Os meus cabelos grisalhos
Tingidos pelo luar,
Retratam bem meu andar…
Embora um tanto tardonho,
Cada passo é mais um sonho
Ao longo do caminhar.
= = = = = = = = = = = = = = = = = = = =  = 

Trova de Porto/Portugal

Emilia Peñalba de Almeida Esteves 

Nos seus ardentes amores,
consegue sempre o que quer:
rosa - a rainha das flores...
Rosa - a rainha mulher!
= = = = = = = = = = = = = = = = = = = =  = 

Martelo Agalopado de Caicó/RN

Professor Garcia
(Francisco Garcia de Araújo)

No repente, ninguém traça uma meta,
mas é bom que um roteiro a gente trace,
pois do nada, um improviso sempre nasce
e a beleza da vida se completa.
Não precisa que seja em linha reta,
pode ser por caminho tortuoso,
pois o verso sofrendo é mais famoso
aos primeiros suspiros da manhã,
quando o sol salpicando o morro e a chã
torna o verso mais belo e mais formoso!
= = = = = = = = = = = = = = = = = = = =  = 

Quadra Popular

Se os meus suspiros pudessem
a teus ouvidos chegar,
verias que uma saudade
é bem capaz de matar.
= = = = = = = = = = = = = = = = = = = =  = 

Copla* de São Luiz Gonzaga/RS

Ângelo Franco

COPLAS DE UM GAÚCHO BRASILEIRO

Esta parada que eu carrego no meu jeito
Vem do meu peito embriagado de ideal
Eu sou de um povo que se fez a ferro e fogo
Guardando posto no Brasil meridional

Os olhos firmes não retratam amarguras,
Pois as agruras não são mais que provações
Se rio pouco quando rio, sou sincero
Sei o que quero não nasci pras ilusões

A cada dia que o Brasil fica mais velho
Eu me revelo mais gaúcho e brasileiro
Pena que os olhos do país às vezes turvam
E nos enxergam muito mais como estrangeiros

É bem verdade que não somos agregados
Aos que parados choram pranto de miséria
Sangue latino, coração de terra bruta
A nossa luta é por trabalho e gente séria

Nossas verdades têm razões nacionalistas
Como ativistas da cultura regional
Já não pregamos nenhuma separação
Revolução é dar a mão ao seu igual

Por isso eu digo pra cada brasileiro
Somos gaúchos com orgulho da nação
Apenas peço não esqueçam do Rio Grande
Que ainda temos o Brasil no coração
=======

* (tradução por José Feldman)
Copla, pequeno poema lírico de inspiração popular, constituído geralmente por estrofes de quatro versos octossílábicos, assonantados. Os versos podem também ser assonantes ou consoantes de oito, onze ou doze sílabas. Há ainda octossílábicos alternados com heptassílábicos.

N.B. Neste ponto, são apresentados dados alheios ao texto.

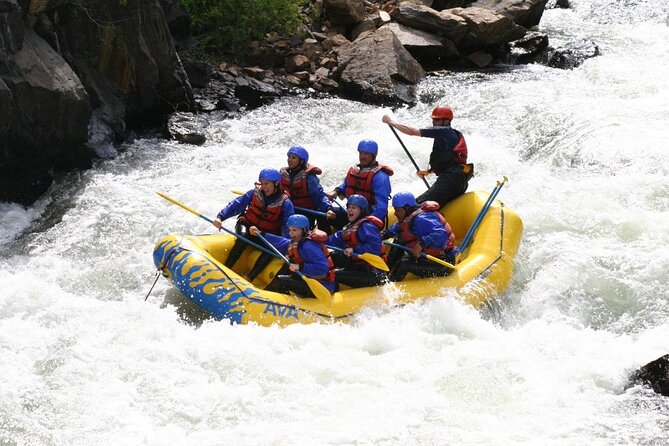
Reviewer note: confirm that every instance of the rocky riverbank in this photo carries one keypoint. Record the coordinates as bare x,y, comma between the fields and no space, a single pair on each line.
76,76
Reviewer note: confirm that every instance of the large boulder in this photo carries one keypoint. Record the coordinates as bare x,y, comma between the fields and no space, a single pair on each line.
655,375
526,13
49,113
420,16
69,67
430,50
344,12
376,68
131,58
486,28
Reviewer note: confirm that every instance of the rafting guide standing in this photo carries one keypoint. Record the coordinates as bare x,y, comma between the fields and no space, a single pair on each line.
448,159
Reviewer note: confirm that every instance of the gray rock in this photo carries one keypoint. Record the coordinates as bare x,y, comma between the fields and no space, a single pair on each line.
526,13
430,50
378,69
655,375
344,12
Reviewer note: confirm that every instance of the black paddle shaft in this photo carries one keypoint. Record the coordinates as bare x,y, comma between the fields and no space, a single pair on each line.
409,155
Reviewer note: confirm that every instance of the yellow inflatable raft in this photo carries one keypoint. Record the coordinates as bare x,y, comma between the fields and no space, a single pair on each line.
195,265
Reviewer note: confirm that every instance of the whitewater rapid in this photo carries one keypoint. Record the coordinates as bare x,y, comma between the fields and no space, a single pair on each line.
85,360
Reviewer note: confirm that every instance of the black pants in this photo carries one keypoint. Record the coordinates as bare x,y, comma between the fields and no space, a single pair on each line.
419,266
449,186
359,278
354,274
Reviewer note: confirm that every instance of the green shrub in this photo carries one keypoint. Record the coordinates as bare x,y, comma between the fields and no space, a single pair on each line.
228,26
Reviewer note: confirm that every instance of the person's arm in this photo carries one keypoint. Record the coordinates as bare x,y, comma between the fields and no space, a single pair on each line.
391,231
381,188
235,207
338,191
316,193
287,209
279,242
432,233
406,129
315,263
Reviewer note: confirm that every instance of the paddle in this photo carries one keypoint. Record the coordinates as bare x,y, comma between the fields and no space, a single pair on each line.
422,254
374,260
321,293
305,210
193,211
479,217
409,155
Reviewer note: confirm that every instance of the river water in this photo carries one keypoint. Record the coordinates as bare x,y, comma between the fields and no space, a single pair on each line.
86,361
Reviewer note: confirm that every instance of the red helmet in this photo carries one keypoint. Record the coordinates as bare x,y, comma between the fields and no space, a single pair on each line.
442,112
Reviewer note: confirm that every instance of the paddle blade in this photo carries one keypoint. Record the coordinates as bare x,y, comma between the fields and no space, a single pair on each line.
321,293
439,261
374,260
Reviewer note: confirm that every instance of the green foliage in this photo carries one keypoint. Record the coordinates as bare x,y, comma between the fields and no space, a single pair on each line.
227,26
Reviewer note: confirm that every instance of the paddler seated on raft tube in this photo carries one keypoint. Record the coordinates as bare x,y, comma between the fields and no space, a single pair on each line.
361,235
307,253
369,179
300,181
267,207
423,229
448,159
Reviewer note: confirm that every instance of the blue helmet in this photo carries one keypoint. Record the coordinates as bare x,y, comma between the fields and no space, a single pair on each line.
367,145
402,199
269,174
359,201
298,221
300,152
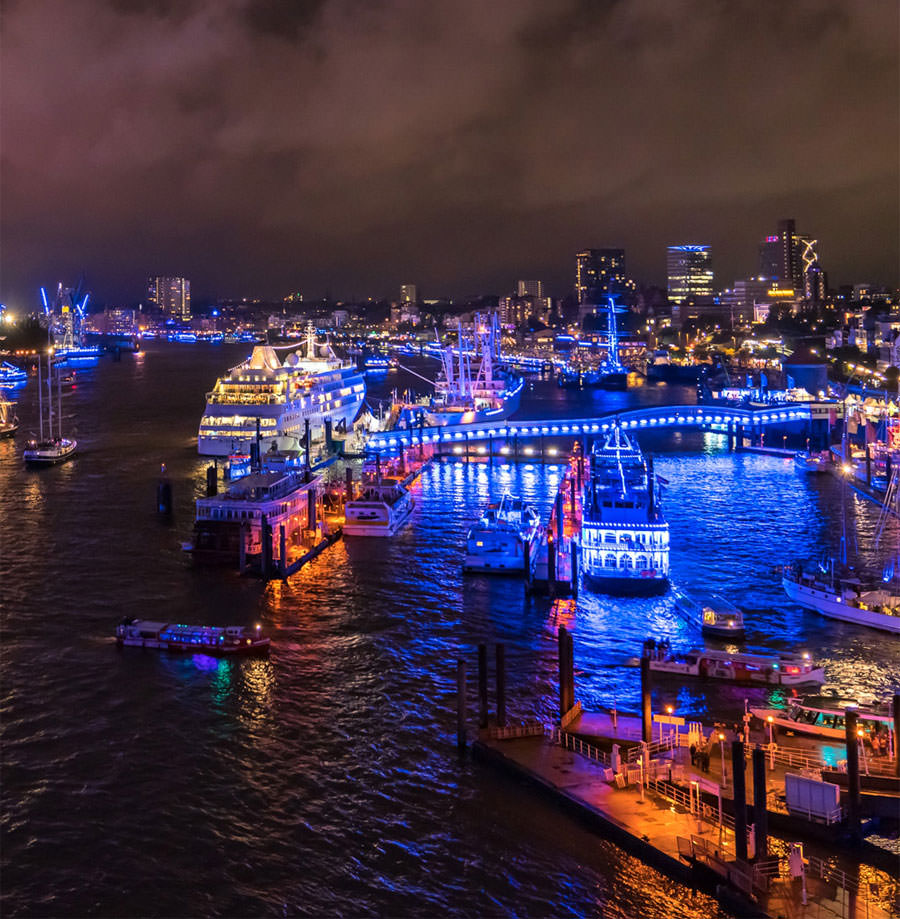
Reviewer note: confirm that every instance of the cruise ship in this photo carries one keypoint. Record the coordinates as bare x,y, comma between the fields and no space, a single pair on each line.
277,399
624,536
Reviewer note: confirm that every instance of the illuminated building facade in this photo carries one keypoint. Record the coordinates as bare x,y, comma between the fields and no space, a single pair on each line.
599,273
689,270
171,296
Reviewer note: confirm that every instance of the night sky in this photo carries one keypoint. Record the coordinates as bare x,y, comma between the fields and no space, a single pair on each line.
354,145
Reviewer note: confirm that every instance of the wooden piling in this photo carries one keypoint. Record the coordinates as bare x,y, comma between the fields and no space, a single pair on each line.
739,781
851,723
646,714
461,704
760,797
482,686
501,686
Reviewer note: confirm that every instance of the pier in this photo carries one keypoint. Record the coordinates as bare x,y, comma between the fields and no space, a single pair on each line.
636,780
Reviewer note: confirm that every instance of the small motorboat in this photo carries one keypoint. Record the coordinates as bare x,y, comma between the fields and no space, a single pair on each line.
217,641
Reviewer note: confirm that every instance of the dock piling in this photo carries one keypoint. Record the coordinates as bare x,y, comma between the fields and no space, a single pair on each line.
851,722
646,715
760,797
482,686
738,766
461,704
501,686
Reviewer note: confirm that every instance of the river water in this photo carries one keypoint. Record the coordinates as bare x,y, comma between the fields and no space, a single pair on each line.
325,780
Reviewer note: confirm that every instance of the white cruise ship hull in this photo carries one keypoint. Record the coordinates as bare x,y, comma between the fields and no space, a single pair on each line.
828,604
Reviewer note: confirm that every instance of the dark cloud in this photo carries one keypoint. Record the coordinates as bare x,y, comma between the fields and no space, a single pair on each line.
258,147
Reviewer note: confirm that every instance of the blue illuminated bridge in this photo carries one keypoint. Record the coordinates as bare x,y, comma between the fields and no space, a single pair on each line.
725,419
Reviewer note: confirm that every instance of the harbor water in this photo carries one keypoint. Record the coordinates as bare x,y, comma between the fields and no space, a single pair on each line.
325,780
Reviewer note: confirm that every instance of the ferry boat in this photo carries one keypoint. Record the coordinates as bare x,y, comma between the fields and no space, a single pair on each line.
380,509
846,598
624,536
820,716
280,397
500,539
782,669
217,641
244,522
716,616
54,448
12,376
9,423
811,462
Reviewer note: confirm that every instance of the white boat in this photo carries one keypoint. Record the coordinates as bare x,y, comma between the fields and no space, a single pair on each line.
811,462
715,616
279,398
502,536
824,717
779,669
847,599
624,536
380,509
54,448
9,423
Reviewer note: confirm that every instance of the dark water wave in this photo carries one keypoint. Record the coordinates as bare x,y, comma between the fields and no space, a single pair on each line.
325,780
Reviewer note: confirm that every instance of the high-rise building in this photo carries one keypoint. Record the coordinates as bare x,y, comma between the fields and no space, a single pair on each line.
599,273
793,260
689,270
172,296
530,289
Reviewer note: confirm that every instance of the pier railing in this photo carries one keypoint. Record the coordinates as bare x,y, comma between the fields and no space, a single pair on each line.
577,745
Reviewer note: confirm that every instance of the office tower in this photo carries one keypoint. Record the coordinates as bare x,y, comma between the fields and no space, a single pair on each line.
171,296
599,273
530,289
689,270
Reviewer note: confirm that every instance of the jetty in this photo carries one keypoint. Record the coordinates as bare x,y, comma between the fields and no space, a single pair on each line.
728,823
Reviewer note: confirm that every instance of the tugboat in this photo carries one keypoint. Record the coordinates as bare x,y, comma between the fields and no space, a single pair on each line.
624,536
499,540
380,509
716,616
217,641
782,669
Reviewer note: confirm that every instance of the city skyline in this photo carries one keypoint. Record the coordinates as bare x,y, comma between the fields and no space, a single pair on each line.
327,148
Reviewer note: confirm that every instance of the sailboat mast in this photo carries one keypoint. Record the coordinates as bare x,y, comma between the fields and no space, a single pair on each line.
40,398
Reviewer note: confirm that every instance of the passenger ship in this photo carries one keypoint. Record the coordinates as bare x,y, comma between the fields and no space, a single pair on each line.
624,537
503,536
279,398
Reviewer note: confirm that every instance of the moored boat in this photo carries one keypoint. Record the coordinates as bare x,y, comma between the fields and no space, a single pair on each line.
217,641
502,538
776,669
825,717
847,598
380,509
715,616
624,536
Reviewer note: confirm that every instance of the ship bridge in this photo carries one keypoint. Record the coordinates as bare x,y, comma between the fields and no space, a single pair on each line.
723,419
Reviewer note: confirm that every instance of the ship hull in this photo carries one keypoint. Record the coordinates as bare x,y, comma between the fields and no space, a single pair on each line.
822,602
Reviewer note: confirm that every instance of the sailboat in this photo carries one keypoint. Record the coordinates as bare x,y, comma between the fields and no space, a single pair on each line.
54,448
9,423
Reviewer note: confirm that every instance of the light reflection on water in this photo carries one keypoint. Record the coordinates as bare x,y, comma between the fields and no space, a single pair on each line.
324,780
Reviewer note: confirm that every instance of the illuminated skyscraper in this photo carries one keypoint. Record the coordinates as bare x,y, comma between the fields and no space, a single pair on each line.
172,296
599,273
689,270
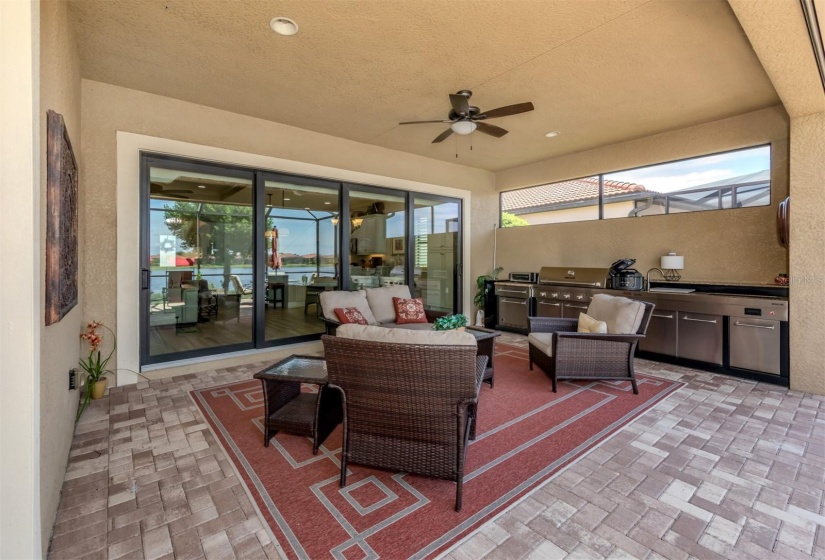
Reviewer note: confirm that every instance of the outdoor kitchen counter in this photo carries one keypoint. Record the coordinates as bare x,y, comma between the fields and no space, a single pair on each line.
709,302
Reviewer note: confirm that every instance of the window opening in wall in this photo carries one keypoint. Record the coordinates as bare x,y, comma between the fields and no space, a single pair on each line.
729,180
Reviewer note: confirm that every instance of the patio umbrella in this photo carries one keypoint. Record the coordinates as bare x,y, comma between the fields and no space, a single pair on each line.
274,259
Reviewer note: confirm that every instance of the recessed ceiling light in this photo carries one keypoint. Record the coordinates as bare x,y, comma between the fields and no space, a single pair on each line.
283,26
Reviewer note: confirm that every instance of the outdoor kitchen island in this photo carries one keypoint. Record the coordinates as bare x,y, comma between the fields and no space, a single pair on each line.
732,328
737,329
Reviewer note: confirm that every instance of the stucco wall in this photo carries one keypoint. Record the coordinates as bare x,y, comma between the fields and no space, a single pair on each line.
20,276
738,245
807,248
59,343
108,110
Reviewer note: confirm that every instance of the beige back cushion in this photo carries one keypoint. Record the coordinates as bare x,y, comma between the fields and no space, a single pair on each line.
380,300
406,336
622,315
330,301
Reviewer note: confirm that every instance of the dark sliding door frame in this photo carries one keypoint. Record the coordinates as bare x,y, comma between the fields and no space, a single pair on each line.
149,160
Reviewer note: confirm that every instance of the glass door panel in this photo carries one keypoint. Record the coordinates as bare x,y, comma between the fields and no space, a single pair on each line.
377,249
199,254
436,244
302,260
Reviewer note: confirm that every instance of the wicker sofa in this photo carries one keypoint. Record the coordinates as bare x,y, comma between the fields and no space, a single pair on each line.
409,404
563,353
375,304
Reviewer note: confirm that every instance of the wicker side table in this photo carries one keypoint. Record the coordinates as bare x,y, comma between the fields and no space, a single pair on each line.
287,409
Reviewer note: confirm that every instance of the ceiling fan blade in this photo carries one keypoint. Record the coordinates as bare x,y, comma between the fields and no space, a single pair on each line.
491,129
506,111
443,136
422,122
460,103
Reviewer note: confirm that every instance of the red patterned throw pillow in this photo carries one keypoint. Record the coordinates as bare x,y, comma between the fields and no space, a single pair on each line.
409,310
350,315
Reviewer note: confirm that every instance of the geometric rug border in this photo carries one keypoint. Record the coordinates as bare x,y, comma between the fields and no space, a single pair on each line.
466,529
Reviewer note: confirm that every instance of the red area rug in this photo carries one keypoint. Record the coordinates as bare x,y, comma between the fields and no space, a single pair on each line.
525,434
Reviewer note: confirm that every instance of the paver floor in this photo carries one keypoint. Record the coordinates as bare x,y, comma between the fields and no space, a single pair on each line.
723,468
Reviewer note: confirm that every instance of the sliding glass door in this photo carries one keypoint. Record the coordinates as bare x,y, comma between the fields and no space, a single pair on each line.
198,247
302,254
437,252
234,258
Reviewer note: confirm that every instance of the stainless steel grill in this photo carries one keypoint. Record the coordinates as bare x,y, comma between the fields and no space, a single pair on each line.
566,292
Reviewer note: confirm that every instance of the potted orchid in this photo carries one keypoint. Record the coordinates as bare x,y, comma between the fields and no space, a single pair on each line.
95,365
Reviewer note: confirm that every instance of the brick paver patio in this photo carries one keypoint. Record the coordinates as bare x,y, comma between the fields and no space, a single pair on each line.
723,468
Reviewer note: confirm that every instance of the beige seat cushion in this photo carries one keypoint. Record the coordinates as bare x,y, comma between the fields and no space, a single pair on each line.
622,315
409,326
330,301
380,300
406,336
542,341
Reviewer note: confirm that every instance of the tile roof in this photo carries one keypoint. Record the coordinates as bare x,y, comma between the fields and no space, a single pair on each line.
576,190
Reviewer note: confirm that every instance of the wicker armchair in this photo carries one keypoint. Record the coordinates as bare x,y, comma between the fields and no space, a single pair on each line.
407,407
568,354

A copla pode ser de mais de quatro versos: cinco, sete, nove... e de menos: três.

As coplas se denominam: de vilancetes, de seguidilhas, quintilhas, sextilhas, de sete, oito e nove versos; coplas reais, coplas de arte maior, coplas de pé quebrado. Cada uma destas têm sua própria estrutura: tipo de versos (octossilábico, quintilha, etc), quantidade de versos e estrofes, e rimas. 
Fonte: Federico Carlos Sáinz de Robles. Diccionário de La Literatura. Aguillar, 1982.